Write it Down

For Architects, Developers, there’s an overwhelming tendency to come to a meeting and answer a question verbally.  Once the meeting is over, the answer might be in someones notes, or it might have just drifted across the room and dissipated like smoke against the far wall.

But when you have to answer a question in writing … woah! much different kind of work. You wind up worrying about not just correctness, but completeness.

Correctness

Is what you’re saying about this integration technique, that compatibility of container management software, this method of data movement, the resilience of that batch processing job management tool, etc. etc.. You have to go out and check. Find some references to give a more confident answer than just out of your hat.

Completeness …

Have you answered the entire question?

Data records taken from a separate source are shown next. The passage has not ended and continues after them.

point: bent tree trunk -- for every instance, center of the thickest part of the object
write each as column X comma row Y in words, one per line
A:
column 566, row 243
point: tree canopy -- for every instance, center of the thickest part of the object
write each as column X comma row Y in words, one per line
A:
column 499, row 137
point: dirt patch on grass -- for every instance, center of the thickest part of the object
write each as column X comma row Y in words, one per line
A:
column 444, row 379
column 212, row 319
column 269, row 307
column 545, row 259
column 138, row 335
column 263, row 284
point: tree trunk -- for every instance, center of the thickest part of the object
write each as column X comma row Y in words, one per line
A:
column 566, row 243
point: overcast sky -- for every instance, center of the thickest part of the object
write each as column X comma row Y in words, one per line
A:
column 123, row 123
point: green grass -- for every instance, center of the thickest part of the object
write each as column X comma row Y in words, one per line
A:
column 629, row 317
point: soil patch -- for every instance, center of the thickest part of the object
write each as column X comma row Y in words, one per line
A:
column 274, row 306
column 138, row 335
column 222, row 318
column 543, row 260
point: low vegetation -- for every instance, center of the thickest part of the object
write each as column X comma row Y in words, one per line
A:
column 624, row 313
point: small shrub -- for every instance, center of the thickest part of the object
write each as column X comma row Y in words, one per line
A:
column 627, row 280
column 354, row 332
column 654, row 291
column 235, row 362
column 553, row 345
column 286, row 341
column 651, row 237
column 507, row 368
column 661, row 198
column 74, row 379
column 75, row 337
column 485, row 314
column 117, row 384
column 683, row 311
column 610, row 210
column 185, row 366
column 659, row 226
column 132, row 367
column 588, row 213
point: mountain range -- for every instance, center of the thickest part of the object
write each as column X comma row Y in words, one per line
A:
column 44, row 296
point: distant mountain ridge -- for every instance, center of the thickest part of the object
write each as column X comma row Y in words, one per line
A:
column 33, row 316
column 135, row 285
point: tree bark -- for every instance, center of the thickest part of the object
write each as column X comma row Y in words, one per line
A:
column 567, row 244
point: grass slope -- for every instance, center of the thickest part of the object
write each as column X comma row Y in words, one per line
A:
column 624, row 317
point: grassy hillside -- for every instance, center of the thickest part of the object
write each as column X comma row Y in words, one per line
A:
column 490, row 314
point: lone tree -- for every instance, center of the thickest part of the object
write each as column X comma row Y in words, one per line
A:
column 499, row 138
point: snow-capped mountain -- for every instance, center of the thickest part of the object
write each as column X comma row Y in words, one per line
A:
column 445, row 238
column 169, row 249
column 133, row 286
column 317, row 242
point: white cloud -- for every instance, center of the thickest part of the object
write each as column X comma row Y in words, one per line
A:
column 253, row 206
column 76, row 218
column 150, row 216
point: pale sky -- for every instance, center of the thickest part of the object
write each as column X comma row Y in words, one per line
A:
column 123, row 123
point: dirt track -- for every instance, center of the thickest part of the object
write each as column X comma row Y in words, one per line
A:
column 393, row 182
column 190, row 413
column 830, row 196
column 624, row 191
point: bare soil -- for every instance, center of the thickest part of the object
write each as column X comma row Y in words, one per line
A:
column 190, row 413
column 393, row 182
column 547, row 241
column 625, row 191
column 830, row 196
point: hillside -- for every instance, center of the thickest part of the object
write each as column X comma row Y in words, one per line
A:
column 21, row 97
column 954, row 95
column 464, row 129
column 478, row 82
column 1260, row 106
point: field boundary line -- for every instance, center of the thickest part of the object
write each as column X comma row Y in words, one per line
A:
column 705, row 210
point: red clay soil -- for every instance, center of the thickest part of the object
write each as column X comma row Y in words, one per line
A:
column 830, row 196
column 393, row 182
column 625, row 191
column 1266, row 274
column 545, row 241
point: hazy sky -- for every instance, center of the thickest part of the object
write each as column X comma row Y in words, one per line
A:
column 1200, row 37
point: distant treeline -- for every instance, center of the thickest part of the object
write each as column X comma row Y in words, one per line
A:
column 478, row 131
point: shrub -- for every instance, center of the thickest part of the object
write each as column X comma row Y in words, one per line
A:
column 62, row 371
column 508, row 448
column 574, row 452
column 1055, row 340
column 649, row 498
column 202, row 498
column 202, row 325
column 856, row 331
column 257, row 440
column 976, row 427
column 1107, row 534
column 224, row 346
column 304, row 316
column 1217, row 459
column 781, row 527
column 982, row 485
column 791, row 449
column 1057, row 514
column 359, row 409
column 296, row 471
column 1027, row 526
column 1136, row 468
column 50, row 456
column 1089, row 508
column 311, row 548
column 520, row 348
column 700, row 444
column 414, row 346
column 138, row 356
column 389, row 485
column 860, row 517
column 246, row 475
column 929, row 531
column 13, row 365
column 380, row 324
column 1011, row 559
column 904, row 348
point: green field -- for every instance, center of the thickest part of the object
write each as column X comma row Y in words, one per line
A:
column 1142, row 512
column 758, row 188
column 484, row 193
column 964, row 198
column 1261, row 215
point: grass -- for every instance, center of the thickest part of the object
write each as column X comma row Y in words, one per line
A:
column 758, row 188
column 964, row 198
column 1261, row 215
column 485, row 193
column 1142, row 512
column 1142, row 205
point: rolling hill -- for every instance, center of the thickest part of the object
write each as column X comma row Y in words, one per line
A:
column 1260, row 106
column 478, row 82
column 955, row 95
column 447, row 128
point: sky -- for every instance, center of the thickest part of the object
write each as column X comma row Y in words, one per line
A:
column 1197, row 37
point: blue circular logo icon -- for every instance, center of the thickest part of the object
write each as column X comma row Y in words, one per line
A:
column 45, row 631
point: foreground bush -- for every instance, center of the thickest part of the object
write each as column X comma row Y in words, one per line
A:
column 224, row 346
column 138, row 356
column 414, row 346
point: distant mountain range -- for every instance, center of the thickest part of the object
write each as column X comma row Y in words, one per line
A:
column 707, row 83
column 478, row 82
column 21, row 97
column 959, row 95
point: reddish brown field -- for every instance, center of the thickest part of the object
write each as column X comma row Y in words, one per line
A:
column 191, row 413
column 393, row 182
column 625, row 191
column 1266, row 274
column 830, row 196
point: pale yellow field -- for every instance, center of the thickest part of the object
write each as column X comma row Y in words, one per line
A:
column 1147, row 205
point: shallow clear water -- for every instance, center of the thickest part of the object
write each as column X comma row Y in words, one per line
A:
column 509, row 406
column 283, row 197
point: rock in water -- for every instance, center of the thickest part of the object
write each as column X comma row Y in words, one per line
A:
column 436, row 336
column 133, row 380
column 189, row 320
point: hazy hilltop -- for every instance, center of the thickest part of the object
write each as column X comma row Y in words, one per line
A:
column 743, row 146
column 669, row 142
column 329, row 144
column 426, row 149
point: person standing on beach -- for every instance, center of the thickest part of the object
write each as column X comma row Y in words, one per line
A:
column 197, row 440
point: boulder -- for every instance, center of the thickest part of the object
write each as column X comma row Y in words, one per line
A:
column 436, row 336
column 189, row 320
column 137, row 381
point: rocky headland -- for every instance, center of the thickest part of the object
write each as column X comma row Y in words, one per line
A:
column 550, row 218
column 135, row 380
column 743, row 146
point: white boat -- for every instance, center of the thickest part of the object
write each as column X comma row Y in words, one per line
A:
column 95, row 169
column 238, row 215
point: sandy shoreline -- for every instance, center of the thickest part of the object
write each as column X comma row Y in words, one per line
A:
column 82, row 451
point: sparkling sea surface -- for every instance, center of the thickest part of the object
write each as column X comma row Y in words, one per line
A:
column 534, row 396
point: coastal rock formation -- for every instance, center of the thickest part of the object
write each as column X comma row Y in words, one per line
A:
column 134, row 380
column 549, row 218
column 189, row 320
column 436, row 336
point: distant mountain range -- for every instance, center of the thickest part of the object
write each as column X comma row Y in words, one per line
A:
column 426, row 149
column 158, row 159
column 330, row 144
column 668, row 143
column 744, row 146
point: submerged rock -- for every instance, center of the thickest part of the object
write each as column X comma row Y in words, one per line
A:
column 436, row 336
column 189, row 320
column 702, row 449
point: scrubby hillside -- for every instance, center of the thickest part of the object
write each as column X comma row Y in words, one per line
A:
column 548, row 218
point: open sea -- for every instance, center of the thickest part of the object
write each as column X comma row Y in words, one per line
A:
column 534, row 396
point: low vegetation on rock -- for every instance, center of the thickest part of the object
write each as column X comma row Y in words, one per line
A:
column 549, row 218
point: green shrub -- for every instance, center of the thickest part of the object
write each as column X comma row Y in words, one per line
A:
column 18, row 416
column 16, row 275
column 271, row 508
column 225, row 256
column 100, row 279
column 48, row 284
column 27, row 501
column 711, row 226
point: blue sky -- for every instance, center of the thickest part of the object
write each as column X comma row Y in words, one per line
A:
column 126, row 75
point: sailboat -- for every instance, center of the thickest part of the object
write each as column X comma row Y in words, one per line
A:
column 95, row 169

If one does it right, it winds up being like an “Architecture Decision”. Yes, some companies, teams, have a standard template for these (as they should). Templates are good. Checklists are good. Keeps people standardized and elevates quality (if well-managed).

Should list rationale, risks, business functions affected, alternatives, why alternatives were not selected. A reasonably thorough treatment of the subject.

In a checklist about some “how to do this, what to use, which technology to use, etc. etc.” These can be seen as “Design Decisions” if at a low level of detail that is not “architecturally significant”, or they can be seen as Architecture Decisions. Maybe some other flavors. But they have the common need to be of a certain quality, correctness and completeness, and they need to be filed and accessible over time and use by a governance process, so that 12 or 18 months later, a team talking about the same or similar subject again can go back and review some quality information about what was talked about – decided before.

Maturity

As with any standardized process, it gets better and easier with time/experience. The Template/form/checklist matures with time and experience. The culture of the IT Architecture or Implementation teams get better over time. You’ll see this stuff incorporated into many packaged methods (‘methodologies’). It can be developed raw and not rely on being part of some existing method.

It’s good stuff and will help mature your entire organization.